Having been in therapy longer than Woody Allen, I practice what Karl Menninger called `bibliotherapy'-i.e., reading widely and deeply in the field of mental or emotional disorders. Since I'm a voracious reader, and since I've been doing this for twenty years, I sometimes feel there isn't much left for a layman to learn, or at least nothing much that could be called new. But Dr. Mate's book is wonderfully helpful on two fronts: first, it is a "why-you-or-your -child-are-like-this" book, and second, it is a "and-here-is-what-you-can-do-to-allieviate-the-condition"book. Not cure it, mind you, just make the cards you drew a little easier to play.

On the first front, the neurobiology of ADD, Dr. Mate makes his point conclusively: this disorder arises first in the infant, in how he or she is wired-or not-and it occurs in the make-up of the hypersensitive baby, highly aware and from the very beginning suffering at the smallest slings and arrows life offers. Resilient children roll with the punches; ADD kids are flattened by them and get back up more slowly. Momma used to call this type "high-strung" and, boy, was she ever right. Dr. Mate even points out a study done on the vagus nerve of five-month old babies that turns out to be highly predictive of which of them will later, at fourteen months, prove to be "more reactive to maternal separation." In other words, ADD could as well serve as an acronym for Attachment Deficit Disorder. People who are hypersensitive have a disordered attachment to their caretakers that is pre-verbal and pervasive. One had better learn to deal with the fact that the fault is mainly synpatical, not social. My family doctor told me that my then-nine-year-old son suffered from severe separation anxiety because he hadn't been in pre-school or away from his parents enough.

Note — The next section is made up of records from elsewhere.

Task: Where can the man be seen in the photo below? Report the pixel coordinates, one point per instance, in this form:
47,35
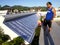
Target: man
51,13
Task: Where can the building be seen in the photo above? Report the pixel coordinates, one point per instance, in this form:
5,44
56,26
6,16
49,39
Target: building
20,25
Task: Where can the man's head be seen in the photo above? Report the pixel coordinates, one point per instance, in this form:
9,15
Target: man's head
49,4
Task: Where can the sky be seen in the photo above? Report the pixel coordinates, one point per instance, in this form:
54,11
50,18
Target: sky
30,3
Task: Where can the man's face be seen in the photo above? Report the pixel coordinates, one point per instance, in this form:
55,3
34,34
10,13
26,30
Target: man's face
48,5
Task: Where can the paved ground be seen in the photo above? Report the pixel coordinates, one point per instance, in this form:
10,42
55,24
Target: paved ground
52,38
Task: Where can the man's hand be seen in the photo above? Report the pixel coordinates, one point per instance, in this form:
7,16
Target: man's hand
54,11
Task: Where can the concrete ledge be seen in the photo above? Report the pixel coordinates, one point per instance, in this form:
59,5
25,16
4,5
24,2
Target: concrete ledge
12,16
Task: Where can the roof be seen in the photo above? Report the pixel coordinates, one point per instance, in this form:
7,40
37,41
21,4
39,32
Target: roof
23,26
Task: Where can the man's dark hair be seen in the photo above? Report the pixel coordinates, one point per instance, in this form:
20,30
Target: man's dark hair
49,3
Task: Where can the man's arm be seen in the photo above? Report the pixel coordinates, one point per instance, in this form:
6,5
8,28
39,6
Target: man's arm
54,11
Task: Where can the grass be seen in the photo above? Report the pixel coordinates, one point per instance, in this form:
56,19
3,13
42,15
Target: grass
36,38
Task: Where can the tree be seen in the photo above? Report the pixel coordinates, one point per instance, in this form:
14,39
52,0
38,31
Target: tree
3,37
15,41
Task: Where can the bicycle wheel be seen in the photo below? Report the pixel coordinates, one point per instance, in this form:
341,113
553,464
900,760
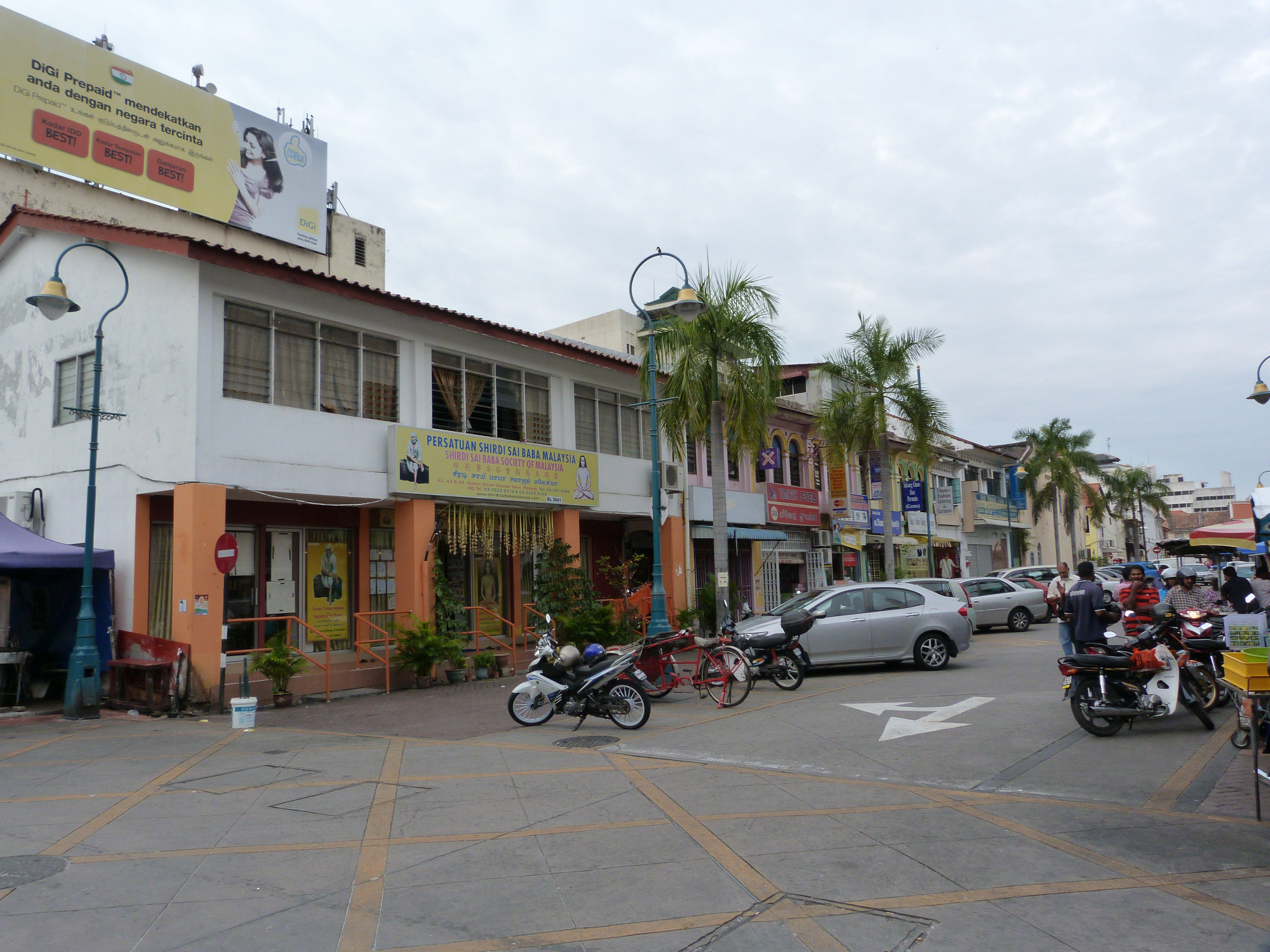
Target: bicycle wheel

I must say that my opinion regarding Dr. Mate's "Scattered" is... well... "Scattered!" On the one hand, it contains some of the most eloquently poetic descriptions of A.D.D. I've ever seen (some of which come directly from Dr. Mate's patients). One need look no further than the chapter headings to see how beautifully the ambiguity of poetry describes the A.D.D.experience- headings like "So Much Soup and Garbage Can," "Forgetting to Remember the Future," "A Surrealistic Choreography," "Severed Thoughts and Flibbertigibbets," and "My Marshmallow Caught Fire." In fact, on page 43, Dr. Mate offers one of the most poignant metaphors for A.D.D. I've read, in his description of the trees on the shores of Vancouver Island. Passages like this one make "Scattered" a worthwhile book to own, and I've recommended it highly to several people on that basis alone. But while "Scattered" delivers in grand style on the promise of the first part of its title (i.e. "How A.D.D. Originates"), it fails to deliver consistently on the promise of its second (i.e. "What You Can Do About It"). This unrealized expectation is established by the last sentence of the very same page referenced above (p.43), which reads: "Fortunately, as we will see when we come to the chapters on the healing process in ADD, neurological and psychological maturation can take place at any time during the life cycle, even in late adulthood." As well-established as the author's intentions are for the remainder of the book, what unfortunately follows is heavily and disproportionately weighted more towards offering specific advice to parents of A.D.D. children than towards offering practical solutions for the A.D.D. adult.